Wednesday, December 23, 2009

O Regresso da Véspera da Véspera de Natal Parte III

365 dias, 64 bilharacos, 12 aplicações em max, 3 canções midi, 1 pão-de-ló e 0 pencas depois, está de regresso a véspera da véspera de Natal! A cantar desde 1919.

Esse não era o galo? O azeite queres tu dizer. O azeite canta? Não, o azeite galo. Atum? Ramirez? O que é que isso tem a ver com o Acordo Ortográfico? Nada, mas isto tem:

Vasco da Gama, Eusébio, Sócrates (o filósofo), Camões, Jesus (o Cristo) e o já habitual Mindo, estavam numa terra desconhecida chamada Brasil situada no extremo mais ocidental da Europa. O ano é 2020, e o Acordo Ortográfico está prestes a fazer 10 anos. Tal como o escudo já ninguém se lembra de como se escreve em português, nem tão pouco de como se fala essa língua que, juntamente com o nome do próprio país, há 10 anos que desapareceu da mente dos brasileiros que outrora se auto denominavam portugueses.

Camões está no Panteão Nacional, foi lá dar umas voltas na campa. Tal já faz parte da sua rotina diária desde que alguém teve a brilhante ideia de chacinar a língua que ele sozinho ajudou a imortalizar através de um certo manuscrito chamado “Os Lusíadas” (uma epopeiazita qualquer que nunca ninguém leu, nem tem intenções de ler), e adoptar o Português do Brasil como língua oficial.

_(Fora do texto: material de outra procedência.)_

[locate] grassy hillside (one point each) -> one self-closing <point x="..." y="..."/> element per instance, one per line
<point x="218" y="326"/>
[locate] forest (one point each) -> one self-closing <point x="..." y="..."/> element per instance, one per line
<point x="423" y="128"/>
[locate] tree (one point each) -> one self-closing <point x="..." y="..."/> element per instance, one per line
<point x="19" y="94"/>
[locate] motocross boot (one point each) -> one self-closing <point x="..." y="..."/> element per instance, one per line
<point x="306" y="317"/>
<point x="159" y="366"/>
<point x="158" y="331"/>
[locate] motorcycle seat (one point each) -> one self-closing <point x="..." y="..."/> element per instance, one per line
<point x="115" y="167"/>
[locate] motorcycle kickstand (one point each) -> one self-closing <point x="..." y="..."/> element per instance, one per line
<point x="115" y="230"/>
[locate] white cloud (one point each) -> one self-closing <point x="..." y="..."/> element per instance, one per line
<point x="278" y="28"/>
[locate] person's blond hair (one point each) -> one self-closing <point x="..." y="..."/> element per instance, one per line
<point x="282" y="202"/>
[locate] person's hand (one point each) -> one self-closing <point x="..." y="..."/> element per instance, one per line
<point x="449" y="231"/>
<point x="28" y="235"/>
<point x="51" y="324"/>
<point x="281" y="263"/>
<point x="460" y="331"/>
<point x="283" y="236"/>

Hoje, Eusébio acompanha o seu amigo Camões na sua rotina matinal. De vez em quando o Pantera Negra lá vai dar uma volta à velha Lourenço Marques, se bem que aí nem vale a pena falar-se em português, ou brasileiro, já que há muito é o inglês a única língua que vale a pena aprender – não estivesse a África do Sul mesmo ali ao lado – mas hoje está de regresso a Lisboa.

Não, a selecção não joga hoje, essa nem precisou de esperar pela aprovação do Acordo Ortográfico, os jogadores brasileiros há muito que encontraram na selecção “portuguesa” um óptimo palco para se reformarem e ganharem alguns trocos enquanto o Brasil os ignora por terem vindo jogar para este lado da Península Ibérica, e não para o outro. Teria o Saramago razão em sugerir que nos uníssemos a Espanha para formarmos a mítica Ibéria? Não sei, mal por mal, mais vale ir para a velha Lourenço Marques treinar o meu inglês.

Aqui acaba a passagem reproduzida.